Paul Vacca
Ron Galella, photographe à l’ombre des stars
Comme au 18e siècle où la mouche, ce petit morceau de taffetas noir que l’on collait sur son visage, servait à rehausser la blancheur du teint, la photo floue en noir et blanc des paparazzi au 20e siècle rehausse l’éclat d’une star.
Ron Galella, une grande figure de la photographie, s’est éteint le 30 avril dernier à l’âge de 91 ans. Pour lui, “prendre une photo”, comme il l’expliqua au National Post en 2010, “revenait à capturer un sentiment”. Il évoquait son maître Henri Cartier-Bresson qui parlait de “moment décisif” dans l’art du portrait, avouant que c’était précisément ce que lui aussi “avait toujours cherché à capturer durant toute sa carrière”.
Ses portraits pris sur le vif ont fait le tour du monde, repris par de multiples magazines. Sous son objectif ont posé les plus grandes figures de la dernière moitié du 20e siècle: Greta Garbo dans les rues de New York, Diane von Furstenberg au Studio 54 (une discothèque qu’il appréciait particulièrement), Jack Nicholson, Warren Beatty, Mick Jagger, Elizabeth Taylor, le duc et la duchesse d’York, Donald Trump, Andy Warhol, et tant d’autres.
Il racontera plus tard sa séance en 1973 avec Marlon Brando. Alors que la nuit tombait sur Manhattan, après avoir attendu l’acteur toute la journée, celui-ci arrive enfin. Sans crier gare, la star lui administre un crochet qui fait voler en éclats cinq dents et lui fracasse la mâchoire. Lorsque le photographe le croisera à nouveau, quelque temps après, il portera alors un casque de footballeur américain. Les risques du métier.
Ron Galella, photographe à l’ombre des stars
Car Ron Galella, né dans le Bronx en 1931 de parents immigrés italiens, photographiait les personnalités à leur insu. Il était ce que l’on nommera plus tard un paparazzo – “moustique bruyant” en italien dialectal -, appellation que l’on doit à Federico Fellini qui dans son film La Dolce Vita donnera pour patronyme Paparazzo au jeune photographe accompagnant Marcello Mastroianni.
Galella ne fut pas le premier des paparazzi.
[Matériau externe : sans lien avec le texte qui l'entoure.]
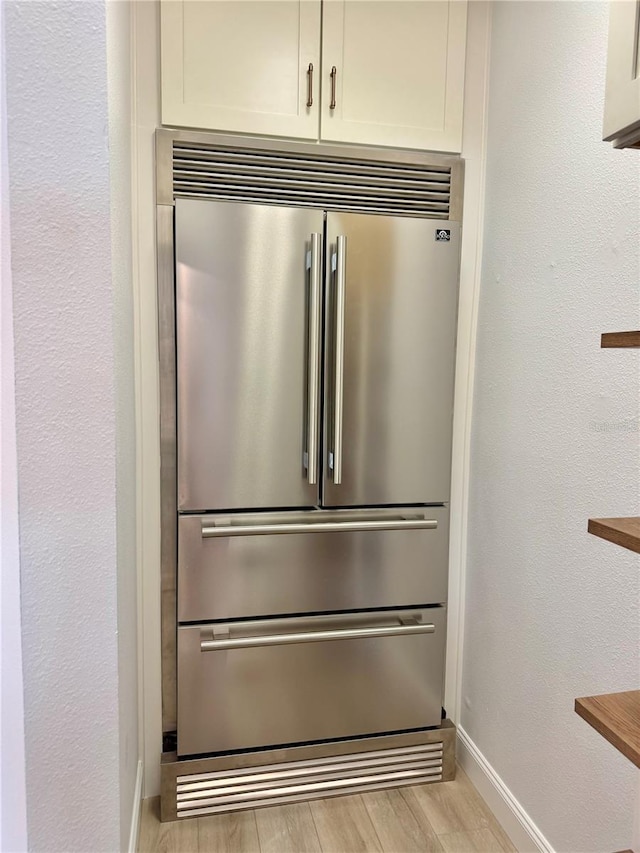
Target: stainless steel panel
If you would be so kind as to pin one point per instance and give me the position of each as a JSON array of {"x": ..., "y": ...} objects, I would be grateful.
[
  {"x": 400, "y": 318},
  {"x": 242, "y": 307},
  {"x": 270, "y": 573},
  {"x": 292, "y": 693}
]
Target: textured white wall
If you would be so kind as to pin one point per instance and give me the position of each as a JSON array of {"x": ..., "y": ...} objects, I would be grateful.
[
  {"x": 551, "y": 612},
  {"x": 13, "y": 811},
  {"x": 74, "y": 425}
]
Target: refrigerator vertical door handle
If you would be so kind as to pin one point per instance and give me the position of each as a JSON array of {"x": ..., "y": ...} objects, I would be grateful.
[
  {"x": 313, "y": 381},
  {"x": 341, "y": 276}
]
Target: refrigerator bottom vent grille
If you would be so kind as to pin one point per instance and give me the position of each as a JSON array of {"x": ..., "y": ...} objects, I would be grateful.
[{"x": 230, "y": 790}]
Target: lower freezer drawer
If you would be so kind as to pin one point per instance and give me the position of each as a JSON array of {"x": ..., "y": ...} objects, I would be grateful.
[{"x": 270, "y": 682}]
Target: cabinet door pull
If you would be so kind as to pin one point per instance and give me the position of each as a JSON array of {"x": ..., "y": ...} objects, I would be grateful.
[
  {"x": 310, "y": 85},
  {"x": 333, "y": 75}
]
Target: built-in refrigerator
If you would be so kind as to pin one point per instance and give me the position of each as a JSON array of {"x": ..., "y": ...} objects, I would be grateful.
[{"x": 315, "y": 368}]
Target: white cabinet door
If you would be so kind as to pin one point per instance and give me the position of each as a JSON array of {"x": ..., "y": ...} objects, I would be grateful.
[
  {"x": 241, "y": 65},
  {"x": 399, "y": 72},
  {"x": 622, "y": 99}
]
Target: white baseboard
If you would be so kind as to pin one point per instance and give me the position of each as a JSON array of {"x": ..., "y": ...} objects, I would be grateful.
[
  {"x": 522, "y": 831},
  {"x": 135, "y": 813}
]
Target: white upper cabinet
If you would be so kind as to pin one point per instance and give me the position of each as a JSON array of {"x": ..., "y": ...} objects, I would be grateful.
[
  {"x": 396, "y": 69},
  {"x": 622, "y": 98},
  {"x": 373, "y": 72},
  {"x": 241, "y": 65}
]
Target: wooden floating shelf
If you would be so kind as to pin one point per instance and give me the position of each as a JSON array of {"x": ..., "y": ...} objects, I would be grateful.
[
  {"x": 616, "y": 716},
  {"x": 620, "y": 339},
  {"x": 621, "y": 531}
]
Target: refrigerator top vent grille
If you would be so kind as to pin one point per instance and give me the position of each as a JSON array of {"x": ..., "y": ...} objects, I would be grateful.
[{"x": 308, "y": 180}]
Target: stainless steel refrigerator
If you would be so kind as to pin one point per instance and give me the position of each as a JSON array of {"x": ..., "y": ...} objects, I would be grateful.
[{"x": 315, "y": 369}]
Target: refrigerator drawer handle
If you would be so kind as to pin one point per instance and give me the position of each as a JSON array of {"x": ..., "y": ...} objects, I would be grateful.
[
  {"x": 316, "y": 637},
  {"x": 313, "y": 379},
  {"x": 341, "y": 277},
  {"x": 212, "y": 532}
]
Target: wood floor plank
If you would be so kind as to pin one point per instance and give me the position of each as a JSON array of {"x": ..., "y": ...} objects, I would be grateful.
[
  {"x": 344, "y": 826},
  {"x": 176, "y": 837},
  {"x": 475, "y": 841},
  {"x": 287, "y": 829},
  {"x": 233, "y": 832},
  {"x": 450, "y": 806},
  {"x": 401, "y": 825}
]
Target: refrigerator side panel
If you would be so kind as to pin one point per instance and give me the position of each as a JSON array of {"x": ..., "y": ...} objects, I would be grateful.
[
  {"x": 242, "y": 326},
  {"x": 392, "y": 301}
]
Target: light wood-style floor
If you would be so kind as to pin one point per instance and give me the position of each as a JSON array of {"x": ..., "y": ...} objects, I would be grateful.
[{"x": 443, "y": 816}]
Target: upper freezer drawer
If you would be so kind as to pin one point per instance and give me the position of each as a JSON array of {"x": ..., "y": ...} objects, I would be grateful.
[
  {"x": 254, "y": 565},
  {"x": 271, "y": 682}
]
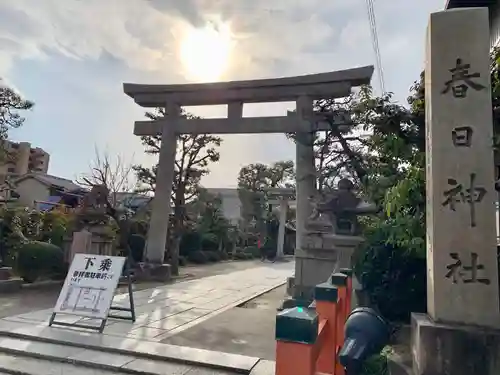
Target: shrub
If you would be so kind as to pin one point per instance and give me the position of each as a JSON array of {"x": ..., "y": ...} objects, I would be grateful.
[
  {"x": 36, "y": 259},
  {"x": 393, "y": 278},
  {"x": 213, "y": 256},
  {"x": 209, "y": 242},
  {"x": 253, "y": 251},
  {"x": 198, "y": 257},
  {"x": 182, "y": 260},
  {"x": 190, "y": 241},
  {"x": 137, "y": 243},
  {"x": 240, "y": 256}
]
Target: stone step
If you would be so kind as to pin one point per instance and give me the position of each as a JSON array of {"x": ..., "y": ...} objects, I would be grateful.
[{"x": 26, "y": 357}]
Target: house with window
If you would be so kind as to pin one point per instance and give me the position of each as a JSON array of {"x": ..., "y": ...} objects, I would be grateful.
[{"x": 44, "y": 192}]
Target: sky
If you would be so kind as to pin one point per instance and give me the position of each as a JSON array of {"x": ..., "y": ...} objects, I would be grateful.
[{"x": 72, "y": 57}]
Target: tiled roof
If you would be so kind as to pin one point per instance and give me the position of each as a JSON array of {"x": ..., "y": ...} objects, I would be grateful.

Mais il exerça cette discipline en pionnier, avec passion et créativité, mêlant l’instinct du chasseur, la pugnacité du reporter de guerre et le sens du cadre d’un metteur en scène. Son modèle fétiche fut Jacqueline Onassis pour qui il nourrissait un amour éperdu, allant jusqu’à s’infiltrer sur son yacht déguisé en marin – avec fausse moustache et perruque. Un amour peu payé en retour puisque Jackie lui intenta un procès l’obligeant à se tenir à une distance de 8 mètres minimum.
Ce qu’il ne respecta pas. Il était convaincu que ses sujets avaient besoin de son objectif et que leur aura s’en trouvait magnifiée. Et peut-être était-ce vrai après tout? Car ses photos volées ont participé aussi, à leur manière, à construire la légende de ses modèles, alors au firmament de leur célébrité. Que serait une star sans une photo volée? Comme au 18e siècle où la mouche, ce petit morceau de taffetas noir que l’on collait sur son visage, servait à rehausser la blancheur du teint, la photo floue en noir et blanc des paparazzi au 20e siècle rehausse l’éclat d’une star. Comme il n’existe pas finalement de lumière sans ombre, il n’y a pas de gloire sans la possibilité de la chute. Hollywood surexposait ses stars dans la lumière des spotlights ; Galella sculptait leur part d’ombre révélant leur versant terrestre. Chaque cliché racontait en contrepoint le prix à payer pour chaque ascension en fixant sur la pellicule son pacte faustien.
Mais ça, bien sûr, c’était avant: avant la fast-célébrité de la télé et d’internet ; avant que les photos ou vidéos volées ne cherchent pas seulement à piéger les modèles, mais à les humilier ; avant que cette pratique ne soit ubérisée, viralisée, vulgarisée sur les réseaux sociaux. Alors, Ron quittera l’ombre pour la lumière, publiera 22 livres, vivra adulé dans une villa hollywoodienne dans le New Jersey, foulera les tapis rouges… Un chasseur heureux de rejoindre enfin ses proies.